Faraday is a lunar impact crater in the southern highlands of the Moon. It was named after British chemist and physicist Michael Faraday. It lies across the southeast rim of the larger crater Stöfler, and the northwest rim of Faraday forms a wide rampart across the otherwise flat floor of Stöfler. To the east of Faraday is Maurolycus.

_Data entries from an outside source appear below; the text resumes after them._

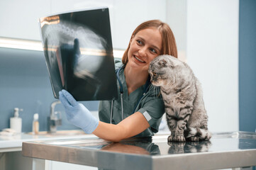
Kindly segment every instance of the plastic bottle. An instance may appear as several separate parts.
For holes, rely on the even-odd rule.
[[[39,132],[39,122],[38,113],[34,114],[34,120],[33,120],[32,132],[34,135],[38,135]]]
[[[14,117],[10,119],[10,128],[14,130],[17,133],[21,132],[22,120],[18,117],[18,111],[23,109],[18,108],[14,108]]]

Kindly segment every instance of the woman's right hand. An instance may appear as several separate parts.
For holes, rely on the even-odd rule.
[[[74,125],[82,128],[86,133],[90,134],[99,125],[99,120],[94,117],[91,112],[79,103],[67,91],[59,92],[60,100],[62,103],[67,120]]]

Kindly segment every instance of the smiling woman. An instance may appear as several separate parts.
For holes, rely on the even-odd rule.
[[[100,102],[100,121],[67,91],[60,93],[70,122],[87,133],[114,142],[158,132],[165,113],[162,98],[150,84],[148,67],[160,55],[177,57],[175,39],[169,26],[158,20],[140,24],[133,32],[122,62],[116,61],[118,98]],[[159,89],[158,89],[159,90]]]

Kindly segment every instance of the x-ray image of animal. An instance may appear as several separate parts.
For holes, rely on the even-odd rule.
[[[81,13],[77,16],[81,16]],[[75,13],[65,15],[73,18]],[[41,19],[45,60],[55,97],[58,98],[57,92],[65,89],[78,101],[113,99],[117,86],[113,84],[116,76],[108,31],[99,34],[89,26],[61,16]],[[102,38],[102,34],[108,38]]]

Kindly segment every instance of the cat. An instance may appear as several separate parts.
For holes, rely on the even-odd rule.
[[[201,84],[191,69],[171,55],[160,55],[150,64],[154,86],[160,86],[171,135],[169,142],[209,140],[208,115]]]

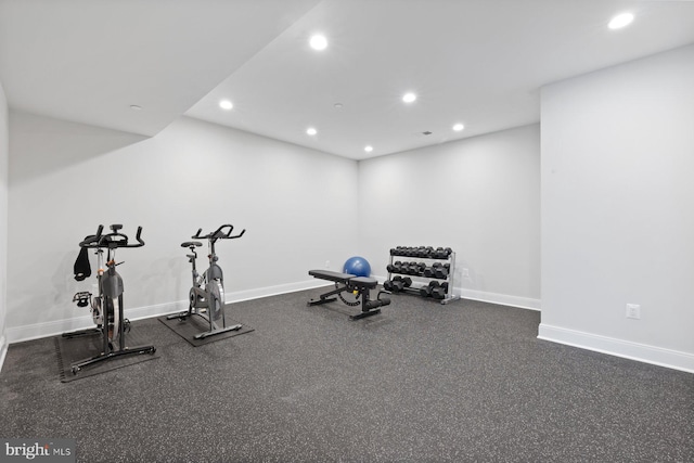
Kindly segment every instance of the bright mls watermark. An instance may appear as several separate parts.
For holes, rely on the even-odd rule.
[[[77,441],[75,439],[2,439],[0,438],[0,463],[41,462],[74,463]]]

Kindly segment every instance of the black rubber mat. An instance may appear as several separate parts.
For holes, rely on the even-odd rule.
[[[171,329],[176,334],[181,336],[183,339],[188,340],[192,346],[204,346],[205,344],[214,343],[216,340],[228,339],[230,337],[239,336],[241,334],[250,333],[255,331],[255,329],[248,326],[245,323],[241,323],[242,327],[236,331],[228,331],[226,333],[215,334],[214,336],[207,336],[202,339],[196,339],[195,336],[200,333],[204,333],[209,331],[209,323],[204,320],[202,317],[193,316],[187,317],[183,320],[175,318],[172,320],[167,320],[167,316],[159,317],[158,320],[164,323],[166,326]],[[227,318],[227,326],[232,326],[235,324],[240,324],[236,321],[229,320]]]
[[[146,332],[138,330],[137,322],[132,322],[130,332],[126,333],[126,346],[130,348],[151,346],[152,343],[147,339],[146,335]],[[93,334],[78,337],[55,336],[54,339],[55,352],[57,355],[57,366],[60,370],[61,382],[63,383],[94,376],[97,374],[136,363],[142,363],[159,357],[158,351],[155,351],[154,353],[118,356],[86,366],[76,374],[73,374],[72,366],[74,363],[98,356],[103,350],[101,335]],[[154,347],[156,348],[156,346]]]

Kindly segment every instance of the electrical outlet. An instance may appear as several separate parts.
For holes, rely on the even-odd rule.
[[[641,306],[638,304],[627,304],[627,318],[641,320]]]

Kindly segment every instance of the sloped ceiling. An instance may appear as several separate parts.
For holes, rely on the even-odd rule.
[[[14,110],[147,136],[184,114],[361,159],[536,123],[542,86],[694,43],[694,2],[0,0],[0,35]]]

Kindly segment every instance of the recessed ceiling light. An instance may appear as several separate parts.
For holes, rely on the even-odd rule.
[[[317,34],[311,37],[309,43],[313,50],[325,50],[327,48],[327,39],[325,36]]]
[[[406,103],[412,103],[414,100],[416,100],[416,95],[412,92],[402,95],[402,101]]]
[[[628,26],[633,21],[633,14],[631,13],[621,13],[616,15],[609,21],[607,27],[611,29],[621,29],[622,27]]]

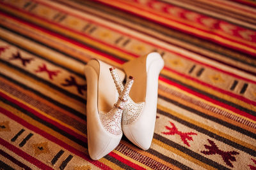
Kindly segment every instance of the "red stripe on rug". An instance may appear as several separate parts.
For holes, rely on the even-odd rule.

The rim of Faraday has been significantly overlain by subsequent impacts, most notably by an overlapping pair across the southwest rim and a crater across the northwest rim. There is a low central ridge running from the southwest to the northeast, nearly dividing the crater floor in half. The floor is nearly flat in the northwest half.

== Satellite craters ==
By convention, these features are identified on lunar maps by placing the letter on the side of the crater midpoint that is closest to Faraday.

| Faraday | Latitude | Longitude | Diameter |
|---|---|---|---|
| A | 41.5° S | 9.7° E | 21 km |
| C | 43.3° S | 8.1° E | 30 km |
| D | 43.7° S | 9.6° E | 14 km |
| G | 45.8° S | 10.1° E | 31 km |
| H | 45.0° S | 10.3° E | 12 km |

Due to its ray system, Faraday C is mapped as part of the Copernican System.